It is not uncommon for a for-profit corporation to outsource payroll services to an independent payroll company (“Payroll Provider”) to help administer payroll tasks. A corporation typically advance funds to the Payroll Provider near the end of a payroll cycle, which are in turn used by the Payroll Provider to pay wages to the corporation’s employees and pay corresponding trust fund obligations to the various taxing authorities.

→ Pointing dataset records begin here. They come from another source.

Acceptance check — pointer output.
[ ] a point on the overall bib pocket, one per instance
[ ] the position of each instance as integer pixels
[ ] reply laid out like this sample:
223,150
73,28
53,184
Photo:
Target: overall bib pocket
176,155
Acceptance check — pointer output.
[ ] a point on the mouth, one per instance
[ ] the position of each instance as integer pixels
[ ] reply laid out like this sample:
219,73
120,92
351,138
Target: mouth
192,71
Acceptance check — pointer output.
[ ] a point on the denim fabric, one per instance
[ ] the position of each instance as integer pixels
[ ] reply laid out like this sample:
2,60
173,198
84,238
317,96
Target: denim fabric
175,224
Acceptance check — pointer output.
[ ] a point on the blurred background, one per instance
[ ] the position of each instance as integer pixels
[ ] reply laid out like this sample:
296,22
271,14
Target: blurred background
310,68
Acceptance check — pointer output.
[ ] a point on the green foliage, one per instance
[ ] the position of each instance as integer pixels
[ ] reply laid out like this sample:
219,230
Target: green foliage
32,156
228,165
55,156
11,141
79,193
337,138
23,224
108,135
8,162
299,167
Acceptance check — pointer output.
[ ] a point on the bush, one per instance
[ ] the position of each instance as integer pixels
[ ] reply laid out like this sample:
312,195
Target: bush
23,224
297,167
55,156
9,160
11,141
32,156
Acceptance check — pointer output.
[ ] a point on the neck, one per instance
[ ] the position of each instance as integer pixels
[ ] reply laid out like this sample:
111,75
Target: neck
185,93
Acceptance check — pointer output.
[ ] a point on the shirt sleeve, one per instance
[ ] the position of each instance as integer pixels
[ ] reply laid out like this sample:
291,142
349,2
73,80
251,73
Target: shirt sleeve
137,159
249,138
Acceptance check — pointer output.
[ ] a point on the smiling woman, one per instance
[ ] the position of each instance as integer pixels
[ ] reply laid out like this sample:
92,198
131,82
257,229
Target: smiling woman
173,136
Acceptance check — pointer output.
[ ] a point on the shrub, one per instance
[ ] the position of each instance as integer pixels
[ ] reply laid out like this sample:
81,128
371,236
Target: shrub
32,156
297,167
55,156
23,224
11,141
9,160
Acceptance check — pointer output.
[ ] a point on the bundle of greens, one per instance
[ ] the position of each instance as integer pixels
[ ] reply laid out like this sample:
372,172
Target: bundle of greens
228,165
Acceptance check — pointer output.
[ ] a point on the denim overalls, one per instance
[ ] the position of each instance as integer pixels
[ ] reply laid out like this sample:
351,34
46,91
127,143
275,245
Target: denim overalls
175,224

But what happens when the Payroll Provider files bankruptcy within 90 days of paying trust fund obligations to the IRS? The issue is one of “preferential transfer.” This issue was addressed in Slobodian v. United States of America, 533 B.R. 126 (Bankr. M.D.PA 2015), where the Payroll Provider paid $32,297 to the IRS within the period 90 days prior to the Payroll Provider filing bankruptcy.
In Slobodian, The Chapter 7 trustee filed an adversary complaint against the IRS alleging that the IRS payment was a preferential transfer because it was made within 90 days of the bankruptcy filing. The trustee sought disgorgement of the $32,297 so that the funds could be redistributed to all creditors according to their statutory rights.
The Slobodian court ruled that in order to disgorge a purportedly preferential transfer, a trustee must demonstrate a (1) transfer of an interest of the debtor in property (2) to or for the benefit of a creditor (3) for or on account of an antecedent debt owed by the debtor, and (4) made while the debtor was insolvent. 11 U.S.C. §547(b).
So the big issue for the Slobodian court to determine was whether the $32,297 payment constituted a “transfer of an interest of the debtor in property.” The IRS argued that the Payroll Provider never possessed an interest in the property for preference action purposes, and instead held the transferred funds in trust, to be transmitted to the United States pursuant to the Payroll Provider’s payroll service agreement with the corporation that provided the funds to the Payroll Provider. The IRS asserted that the funds were held in a special statutory trust for the United States pursuant to 26 U.S.C. §7501(a), which states “Whenever any person is required to collect or withhold any internal revenue tax from any other person and to pay over such tax to the United States, the amount of tax so collected or withheld shall be held to be a special fund in trust for the United States.” The special trust applies to Social Security, Medicare, and income taxes that Congress requires employers to withhold from employees’ paychecks, commonly referred to as “trust-fund taxes.” Id. at 134, citing Begier v. Internal Revenue Service, 496 U.S. 53, 54 (1990).
The Slobodian court agreed with the IRS and found that corporation’s channeling of trust fund taxes through the third-party Payroll Provider did not dilute the protections of the 26 U.S.C. §7501(a) trust. The corporation tendered the funds to the Payroll Provider which collected the funds pursuant to its payroll services agreement and withheld both trust fund and non-trust fund taxes from the collected funds before ultimately distributing employee paychecks. Therefore, the Payroll Provider did not own an equitable interest in the property it held in trust for the corporation, and thus the $32,297 payment was not “property of the estate” for purposes of preferential transfers of 11 U.S.C. §547(b).
The IRS was allowed to retain the payment and the corporation received full credit for the trust fund payments.
Practice Pointer: Be careful when dealing with payroll providers. Perform due diligence on the providers before tendering money to them. Make sure the funds tendered by the corporation to the payroll service are made from a segregated trust fund account and not from the corporation’s general operating account. The preferred method would be two separate payments being made to the payroll service: one payment for employees; and one payment for the taxing authorities. This preferred method would buttress a corporation’s argument that the trust fund payments were tendered to the payroll service in trust as part of a 26 U.S.C. §7501(a) trust fund. It may not be “convenient” but it is following best practices.